The one and only frog on board the metro was looking at the Emergency Brake.
‘No, no, yes, you’re absolutely ribbit right Officer, Ma’am, I’m not saying that I didn’t pull it—of course to even suggest such a thing would be a most unsustainable lie, since I’m sure you have witnesses and security footage and the like and though momentarily a bit… wobbly, I’m really normally a very sensible young man. What I mean to say is that when I pulled it, I was in fact a frog at the time, if that makes sense. But anyway, the frog thing is secondary I guess to the truly weird thing, which was that I was just standing there struggling to breathe a little and then I became overwhelmed by this visceral kind of out of ribbit body spectator experience, like I’d zoomed out of myself, like I was totally disconnected from the physical universe and ribbit watching myself instead of ribbit being myself. Do you ever get that? And I was somewhere unreal and far away, as opposed to actually consciously walking over and flipping off the safety and yanking down the big green handle. Does that make ribbit? Again, once again, Officer, Ma’am, this is not to ribbit that I didn’t actually commit the act in question, I most certainly did.’
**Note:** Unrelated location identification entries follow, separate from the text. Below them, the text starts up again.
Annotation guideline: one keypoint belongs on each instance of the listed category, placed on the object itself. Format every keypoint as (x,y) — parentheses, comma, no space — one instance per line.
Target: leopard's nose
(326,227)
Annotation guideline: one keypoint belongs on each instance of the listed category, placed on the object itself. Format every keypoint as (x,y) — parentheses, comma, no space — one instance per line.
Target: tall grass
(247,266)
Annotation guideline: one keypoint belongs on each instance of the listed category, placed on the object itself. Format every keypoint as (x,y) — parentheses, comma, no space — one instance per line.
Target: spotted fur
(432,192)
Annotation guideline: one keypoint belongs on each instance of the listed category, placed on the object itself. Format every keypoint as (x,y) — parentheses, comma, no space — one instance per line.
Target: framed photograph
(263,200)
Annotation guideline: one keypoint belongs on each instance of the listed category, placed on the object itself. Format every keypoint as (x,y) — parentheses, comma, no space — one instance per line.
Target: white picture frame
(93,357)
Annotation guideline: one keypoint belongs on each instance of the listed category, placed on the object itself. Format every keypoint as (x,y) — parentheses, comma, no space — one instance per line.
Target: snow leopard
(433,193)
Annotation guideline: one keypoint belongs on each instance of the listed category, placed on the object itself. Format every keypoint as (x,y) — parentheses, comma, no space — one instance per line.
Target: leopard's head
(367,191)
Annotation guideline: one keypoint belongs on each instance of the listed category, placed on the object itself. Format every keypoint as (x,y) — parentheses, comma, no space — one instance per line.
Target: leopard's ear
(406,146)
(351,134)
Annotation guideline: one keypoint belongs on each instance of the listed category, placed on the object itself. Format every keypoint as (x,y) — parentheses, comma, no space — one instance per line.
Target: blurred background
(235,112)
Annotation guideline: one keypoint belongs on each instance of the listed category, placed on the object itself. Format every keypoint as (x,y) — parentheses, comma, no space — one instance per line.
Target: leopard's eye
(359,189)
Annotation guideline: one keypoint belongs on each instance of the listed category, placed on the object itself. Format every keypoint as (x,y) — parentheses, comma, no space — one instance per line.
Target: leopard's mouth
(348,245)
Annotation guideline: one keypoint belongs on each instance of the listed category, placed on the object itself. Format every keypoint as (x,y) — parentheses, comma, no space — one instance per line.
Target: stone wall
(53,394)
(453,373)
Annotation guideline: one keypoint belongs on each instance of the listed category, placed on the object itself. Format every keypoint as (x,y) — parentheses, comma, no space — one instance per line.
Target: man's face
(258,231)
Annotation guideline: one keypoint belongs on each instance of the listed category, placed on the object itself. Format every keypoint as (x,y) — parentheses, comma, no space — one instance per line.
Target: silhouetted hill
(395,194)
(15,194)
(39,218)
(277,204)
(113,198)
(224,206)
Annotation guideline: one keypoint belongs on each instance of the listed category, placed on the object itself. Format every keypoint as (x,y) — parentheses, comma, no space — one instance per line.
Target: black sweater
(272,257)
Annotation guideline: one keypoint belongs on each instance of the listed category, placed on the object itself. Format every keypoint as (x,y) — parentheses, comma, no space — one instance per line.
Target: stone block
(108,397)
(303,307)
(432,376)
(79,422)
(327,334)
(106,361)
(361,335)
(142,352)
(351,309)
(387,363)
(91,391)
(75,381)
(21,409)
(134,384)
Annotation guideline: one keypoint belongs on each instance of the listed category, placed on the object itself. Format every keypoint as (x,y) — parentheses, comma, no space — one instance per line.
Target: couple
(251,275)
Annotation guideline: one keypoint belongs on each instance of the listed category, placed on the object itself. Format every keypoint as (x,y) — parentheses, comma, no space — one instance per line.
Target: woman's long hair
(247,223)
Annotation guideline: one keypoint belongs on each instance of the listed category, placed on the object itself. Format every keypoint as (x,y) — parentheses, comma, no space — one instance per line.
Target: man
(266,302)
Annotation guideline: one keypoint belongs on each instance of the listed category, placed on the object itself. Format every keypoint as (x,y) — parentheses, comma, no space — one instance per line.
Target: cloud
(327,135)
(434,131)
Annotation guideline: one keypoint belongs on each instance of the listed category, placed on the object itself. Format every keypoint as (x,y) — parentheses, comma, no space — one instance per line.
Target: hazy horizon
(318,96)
‘I did say frog, yes, you heard me ribbit. Ribbit. But don’t you ever get moments like that, Officer, Ma’am? What if I ribbit ran across the ribbit SCG in the middle of a test match? What if I ribbited bloody ribbit murder in the middle of a tense board meeting for no real ribbit reason at all? What would ribbit to me?’
‘Oh, my, that is a big fine.’
‘Ribbit ribbit ribbit ribbit?’
‘I said, is that one lump sum? Or can I pay it in instalments?’
Author’s note: Hi! I have a day off today and found this very weird old story in my Google Drive, and it just seemed relatable—not the frog thing, I was just very close to pulling the emergency brake on the train the other day. Just to see what would happen, you know? Not the best thing I’ve ever written but a bit of fun I guess, and I’m trying to get back into more regular posts one frog story at a time. Hope you’re well! Ribbit!